Soon after the discovery of the body in the cooler, Jane is called out at sunrise to investigate another corpse. Before going inside the house, she “caught the sight of something metallic.” Her dog Parker, a K-9 officer, goes after the person and pins him down.
She immediately recognized him as the man who invited her for coffee yesterday morning. Reid Dixon. She didn’t see a weapon on him, but a video camera was tangled in the brush.
Why is he at the scene?
“The mayor has given me permission to follow you around for the next few weeks, Chief. I’m doing a documentary on small-town police departments. You’re one of the few female police chiefs around, so I’ll be focusing the bulk of my video on you.”
Mayor Lisa Chapman confirms Reid’s statement. When she appointed Jane police chief, she took Reid up on his offer, telling Jane, “he called last week, and I knew he’d be even more interested in doing a documentary when he found out we had a female chief.” There’s no way Lisa is going to pass up such “great exposure.” Jane doesn’t have a choice, but she still snaps at Reid to keep out of her way while he videos her.

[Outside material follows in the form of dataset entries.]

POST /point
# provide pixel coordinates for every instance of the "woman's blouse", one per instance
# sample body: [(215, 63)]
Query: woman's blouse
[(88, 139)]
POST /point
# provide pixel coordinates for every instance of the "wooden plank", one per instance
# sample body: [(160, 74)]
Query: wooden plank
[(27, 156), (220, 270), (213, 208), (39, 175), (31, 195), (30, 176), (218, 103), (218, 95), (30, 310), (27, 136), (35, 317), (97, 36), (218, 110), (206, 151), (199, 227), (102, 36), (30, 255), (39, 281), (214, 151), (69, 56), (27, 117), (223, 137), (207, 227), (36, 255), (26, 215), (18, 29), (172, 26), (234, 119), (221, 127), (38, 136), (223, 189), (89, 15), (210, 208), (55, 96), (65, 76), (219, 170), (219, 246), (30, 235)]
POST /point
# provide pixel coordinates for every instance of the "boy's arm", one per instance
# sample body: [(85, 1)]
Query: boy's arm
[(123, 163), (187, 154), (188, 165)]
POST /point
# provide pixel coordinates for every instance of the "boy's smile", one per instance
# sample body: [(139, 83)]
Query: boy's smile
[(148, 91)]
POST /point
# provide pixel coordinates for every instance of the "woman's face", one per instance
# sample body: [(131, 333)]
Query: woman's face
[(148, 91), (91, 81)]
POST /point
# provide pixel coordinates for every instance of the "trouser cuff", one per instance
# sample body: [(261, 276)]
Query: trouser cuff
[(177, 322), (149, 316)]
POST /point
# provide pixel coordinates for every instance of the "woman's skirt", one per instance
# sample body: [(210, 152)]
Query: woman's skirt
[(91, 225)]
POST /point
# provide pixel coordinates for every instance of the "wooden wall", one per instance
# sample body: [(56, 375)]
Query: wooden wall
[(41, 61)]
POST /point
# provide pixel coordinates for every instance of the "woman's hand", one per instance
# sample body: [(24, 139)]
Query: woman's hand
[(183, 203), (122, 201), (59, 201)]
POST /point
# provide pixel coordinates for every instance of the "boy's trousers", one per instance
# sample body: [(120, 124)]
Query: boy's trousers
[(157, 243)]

The crime scene is horrific.
A naked woman’s body sagged in rough stocks, and she was covered in feathers sticking to some kind of black substance. Tarred and feathered like some kind of medieval punishment. A crudely painted sign with the word Homewrecker was attached to the stocks with one rusty nail.
Is this murder connected to the woman found in the cooler? It seems like a vigilante with a moralistic axe to grind is behind the killings. Thankfully, Reid and his 15-year-old son Will, (Reid’s temporary cameraman) chronicle Jane’s activities in an unobtrusive and respectful way. She lets go of her resentment and even starts to bounce some of her theories off Reid. Conducting two homicide investigations is a baptism of fire for the new chief. It gets worse: Mayor Lisa asks Jane into her office and tells Reid and Will to stay outside. She tells Jane the FBI have arrested her father for swindling funds from the police department. Reid tells Jane to hang in there, insisting on taking her for emergency ice cream at nine in the morning. As a solitary sole, used to taking care of her own problems, this is a difficult proposition. Jane finds herself wondering: can she really depend on Reid?
But Reid has his own secrets from the past, and the gulf between them may be impossible to cross—especially once her father’s lie catches up with him.
What lies behind the title One Little Lie? Is unraveling the ironically labeled “little lie” key to understanding the trajectory of the overarching plot? Not every lie is revealed but readers won’t have to wait long for answers as Two Reasons to Run is coming in September 2020.
One Little Lie is shelved under the Christian romantic suspense label, defined as a clean read, one that is “heart-warming and heart-pounding,” and “enriched with faith and hope.” Jane Hardy’s excruciating personal story makes her suspicious of religion, organized or otherwise, but she is a work in progress.